Pain, Concentration, and Achievement

The timeline is as follows:

  1. [unknown number of months]: oral pain increases steadily
  2. surgery removes source of pain.  Surgery itself or sheer disorientation leave nerve completely numb.
  3. Two blissful days in which I am completely exhausted but mostly pain free.
  4. Nerve function returns, leaving me to experience the pain of having a portion of my jaw scraped off.  Although actually very little of the pain is at the surgery site.  It’s more likely a compressed nerve due to the influx of blood and lymph

I feel like this has given me a natural experiment of the effect of pain on productivity and concentration, since the shifts were so sharp.

I went to sleep pretty much as soon as I got home from the dentist.  When I woke up 16 hours later, I grabbed the book on my bed and read.  Eventually I looked up, it was two hours later and I’d finished half the book.  I couldn’t remember the last time that happened.  I finished a book a day in the pain free period.  Reading had a sense of flow that I didn’t remember it having in years.  And some of those books were not amazing, but they were pleasant and I felt absorbed, which also hadn’t happened in a long time.  The same thing happened with video games- I was able to enjoy some fun low-brain games instead of something socially worthy like Mass Effect or Papers, Please.  I began to entertain the idea that I might one day play an RPG again.
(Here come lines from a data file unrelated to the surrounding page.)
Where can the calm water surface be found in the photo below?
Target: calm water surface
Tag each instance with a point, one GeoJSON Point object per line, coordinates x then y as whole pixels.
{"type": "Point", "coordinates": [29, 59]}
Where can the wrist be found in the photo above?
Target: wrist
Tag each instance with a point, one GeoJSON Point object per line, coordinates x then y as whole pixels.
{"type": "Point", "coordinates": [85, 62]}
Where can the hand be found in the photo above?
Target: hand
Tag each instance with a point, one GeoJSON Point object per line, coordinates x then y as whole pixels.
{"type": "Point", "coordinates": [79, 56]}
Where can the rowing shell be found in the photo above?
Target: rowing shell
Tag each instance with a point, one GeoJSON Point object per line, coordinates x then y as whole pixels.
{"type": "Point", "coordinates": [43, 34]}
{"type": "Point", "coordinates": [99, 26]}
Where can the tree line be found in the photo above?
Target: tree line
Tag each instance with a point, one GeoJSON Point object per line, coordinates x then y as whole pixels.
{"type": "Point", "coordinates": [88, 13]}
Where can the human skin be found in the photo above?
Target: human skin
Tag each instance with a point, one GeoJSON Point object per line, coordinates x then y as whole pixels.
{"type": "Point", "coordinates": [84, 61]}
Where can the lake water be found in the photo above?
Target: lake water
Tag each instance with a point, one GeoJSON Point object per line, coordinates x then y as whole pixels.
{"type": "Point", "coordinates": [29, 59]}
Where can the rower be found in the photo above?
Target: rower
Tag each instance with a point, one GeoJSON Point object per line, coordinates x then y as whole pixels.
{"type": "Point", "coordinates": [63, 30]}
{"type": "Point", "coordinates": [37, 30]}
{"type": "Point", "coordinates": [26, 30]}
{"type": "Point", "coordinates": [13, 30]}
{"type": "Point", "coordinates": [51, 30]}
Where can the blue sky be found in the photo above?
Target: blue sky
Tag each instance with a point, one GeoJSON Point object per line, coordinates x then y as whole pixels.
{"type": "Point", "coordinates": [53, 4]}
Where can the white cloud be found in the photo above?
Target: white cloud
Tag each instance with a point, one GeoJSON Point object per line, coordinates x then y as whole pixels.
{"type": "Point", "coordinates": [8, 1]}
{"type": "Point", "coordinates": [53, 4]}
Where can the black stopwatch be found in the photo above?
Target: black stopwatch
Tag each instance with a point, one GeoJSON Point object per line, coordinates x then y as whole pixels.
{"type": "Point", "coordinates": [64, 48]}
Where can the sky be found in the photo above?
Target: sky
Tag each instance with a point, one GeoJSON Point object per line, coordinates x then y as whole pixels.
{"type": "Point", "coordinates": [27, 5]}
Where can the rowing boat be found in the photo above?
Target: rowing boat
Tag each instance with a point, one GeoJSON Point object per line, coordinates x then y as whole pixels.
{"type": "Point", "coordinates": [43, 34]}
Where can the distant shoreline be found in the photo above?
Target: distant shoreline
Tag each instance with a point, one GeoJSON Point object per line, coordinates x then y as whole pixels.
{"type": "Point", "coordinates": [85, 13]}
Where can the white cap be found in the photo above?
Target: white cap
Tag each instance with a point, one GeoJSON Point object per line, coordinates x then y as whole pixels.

In the last four days I’ve struggled with two books by authors I’ve enjoyed before.  I dropped one and only finished the other because I figured out what I’m about to tell you:it was impossible for me to have a sense of reading flow.  I’ve always been a little fixated on updating my progress on books on goodreads- down to a percent or two if I’m listening to a mediocre book on my bus commute.  Less in other cases, but present.  That disappeared with the pain, and came back with it too.

Productivity wise, I at least felt way more productive while I was exhausted-but-unpained.  I would watch an episode of TV, do one little chore, then take a three hour nap.  My apartment was actually trending upwards, and I was getting very high quality sleep.  In pain, I don’t sleep well, so I don’t have that burst of energy that lets me clean, so I don’t tire myself, so now both pain and jitters are keeping awake, so I’m spending a lot of time in a stupor accomplishing nothing, including healing.  I have more energy in the sense of “I can walk farther without collapsing”, but am ever so slightly losing to entropy.  I’m not physically incapable of putting my dishes away, and I notice that it needs to be done, just not when I have any reserves to do it.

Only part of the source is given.